A classicist, having been brought up in the Græco-Roman tradition, Ferriols is also noted for his translations in Filipino from the original Greek, of selected texts from the Pre-Socratics to Aristotle, compiled in his Mga Sinaunang Griyego (The Ancient Greeks).[2][6]
In 2016, he published the first volume of his memoirs Sulyap sa Aking Pinanggalingan (Glimpses Into My Beginnings) detailing his early life and his experience of the Second World War.[4][7]
Ferriols was born in Sampaloc, Manila (North Sampaloc), of Ilocano ancestry, and learned to speak in what he referred to as "North Sampalokese," a variant of Tagalog mixed with Ilocano. He recounts:
At home, the grown-ups talked to each other in Ilocano or Spanish. To the children they talked—condescendingly, I felt—something they called Tagalog. In the grassy roadways children of former farmers and of comers from elsewhere played together and talked to each other in something we called Tagalog.
He continues:
Then it was time to go to school. Trying to make friends in the playground, I talked to my peers in something I thought was Tagalog and was laughed at. In North Sampaloc nobody felt superior to you if you spoke a different accent or mixed Ilocanisms with your Tagalog. Not three kilometers away, the little sons and daughters of the Tagalese were enforcing elitist norms. Slowly I came to know that my language is not Tagalog but North Sampalokese.

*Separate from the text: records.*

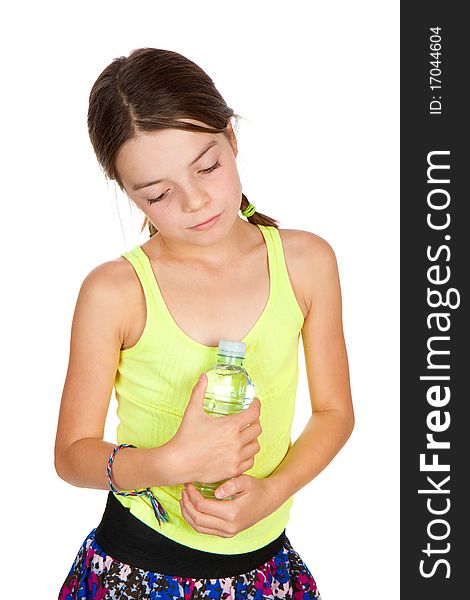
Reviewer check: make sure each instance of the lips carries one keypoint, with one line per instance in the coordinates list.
(204, 222)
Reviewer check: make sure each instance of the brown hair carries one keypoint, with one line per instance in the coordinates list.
(151, 90)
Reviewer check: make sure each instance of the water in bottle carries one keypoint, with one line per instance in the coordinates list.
(229, 390)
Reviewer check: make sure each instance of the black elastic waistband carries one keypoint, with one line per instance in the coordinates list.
(128, 539)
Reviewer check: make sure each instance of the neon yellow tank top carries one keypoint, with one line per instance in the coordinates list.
(155, 378)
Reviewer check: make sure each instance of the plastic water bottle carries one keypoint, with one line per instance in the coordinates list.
(229, 390)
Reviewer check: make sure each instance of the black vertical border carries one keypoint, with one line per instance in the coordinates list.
(421, 133)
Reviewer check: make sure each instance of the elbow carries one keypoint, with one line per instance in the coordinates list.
(59, 464)
(351, 423)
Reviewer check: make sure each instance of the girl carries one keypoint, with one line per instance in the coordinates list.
(148, 324)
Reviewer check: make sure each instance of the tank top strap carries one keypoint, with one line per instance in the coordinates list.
(144, 272)
(280, 275)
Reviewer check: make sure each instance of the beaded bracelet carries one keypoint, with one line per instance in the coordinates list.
(160, 512)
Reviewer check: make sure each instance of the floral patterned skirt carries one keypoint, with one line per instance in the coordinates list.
(95, 575)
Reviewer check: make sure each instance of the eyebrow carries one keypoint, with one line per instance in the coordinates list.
(207, 147)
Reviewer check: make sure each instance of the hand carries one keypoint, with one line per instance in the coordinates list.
(210, 449)
(253, 500)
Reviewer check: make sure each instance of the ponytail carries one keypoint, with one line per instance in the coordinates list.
(256, 218)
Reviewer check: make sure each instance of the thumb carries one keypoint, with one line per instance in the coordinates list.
(232, 486)
(199, 389)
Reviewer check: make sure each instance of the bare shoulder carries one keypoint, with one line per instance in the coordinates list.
(113, 289)
(311, 262)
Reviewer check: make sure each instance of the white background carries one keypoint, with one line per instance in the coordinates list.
(317, 83)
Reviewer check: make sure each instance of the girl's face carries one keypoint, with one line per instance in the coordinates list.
(180, 179)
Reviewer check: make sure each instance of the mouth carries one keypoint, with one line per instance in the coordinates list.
(207, 222)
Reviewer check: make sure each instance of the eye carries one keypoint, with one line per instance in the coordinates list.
(152, 200)
(216, 165)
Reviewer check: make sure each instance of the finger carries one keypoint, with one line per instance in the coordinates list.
(190, 521)
(250, 432)
(233, 486)
(248, 415)
(204, 522)
(206, 506)
(202, 529)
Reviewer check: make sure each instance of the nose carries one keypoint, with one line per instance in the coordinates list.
(194, 199)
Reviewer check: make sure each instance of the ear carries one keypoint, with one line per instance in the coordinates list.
(233, 139)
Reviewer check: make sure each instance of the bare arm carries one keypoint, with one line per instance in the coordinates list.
(81, 454)
(332, 419)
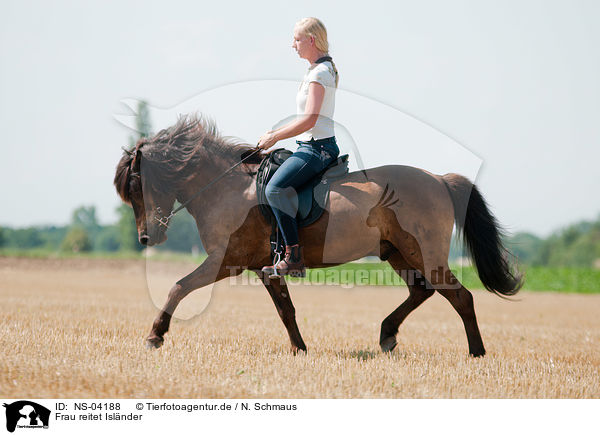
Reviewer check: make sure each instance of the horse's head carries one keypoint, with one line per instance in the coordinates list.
(138, 186)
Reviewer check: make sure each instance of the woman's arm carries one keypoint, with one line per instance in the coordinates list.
(314, 101)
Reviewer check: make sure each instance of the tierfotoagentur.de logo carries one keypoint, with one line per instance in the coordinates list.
(25, 414)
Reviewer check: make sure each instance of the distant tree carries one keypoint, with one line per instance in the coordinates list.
(26, 238)
(108, 239)
(85, 217)
(77, 240)
(128, 236)
(525, 246)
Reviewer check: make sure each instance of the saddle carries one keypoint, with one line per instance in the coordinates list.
(313, 196)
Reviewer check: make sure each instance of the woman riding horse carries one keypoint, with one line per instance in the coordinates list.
(317, 145)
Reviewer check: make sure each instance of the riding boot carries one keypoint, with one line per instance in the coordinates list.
(292, 264)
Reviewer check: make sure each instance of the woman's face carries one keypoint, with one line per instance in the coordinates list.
(302, 44)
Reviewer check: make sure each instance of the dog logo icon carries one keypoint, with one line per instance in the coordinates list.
(26, 414)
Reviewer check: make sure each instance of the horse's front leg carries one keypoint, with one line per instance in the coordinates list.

His experience of speaking in the peculiar North Sampalokese shaped his thinking on the nature of language and its relevance in pagmumuni-muni (reflection) and pamimilosopiya (philosophizing). In reflecting on the language of his youth decades later, and after a chance encounter with an old neighbor who spoke the same, he thought: "In six years, one comes to know that, for human thinking, North Sampalokese is better than Plato's Greek."[8]
Religious life and education
Ferriols entered the Society of Jesus as a novice in 1941, having entered the Sacred Heart Novitiate in Novaliches at the age of 17.[4] After surviving the war, he studied theology in Woodstock, Maryland and was ordained a priest on June 19, 1954. He later earned his Ph.D. at Fordham University, New York with a dissertation on the philosophy of Sri Aurobindo. At Fordham University, Dietrich von Hildebrand became one of his professors.
Ferriols taught at the defunct Berchmans College in Cebu City before he moved to Loyola School of Theology.[9]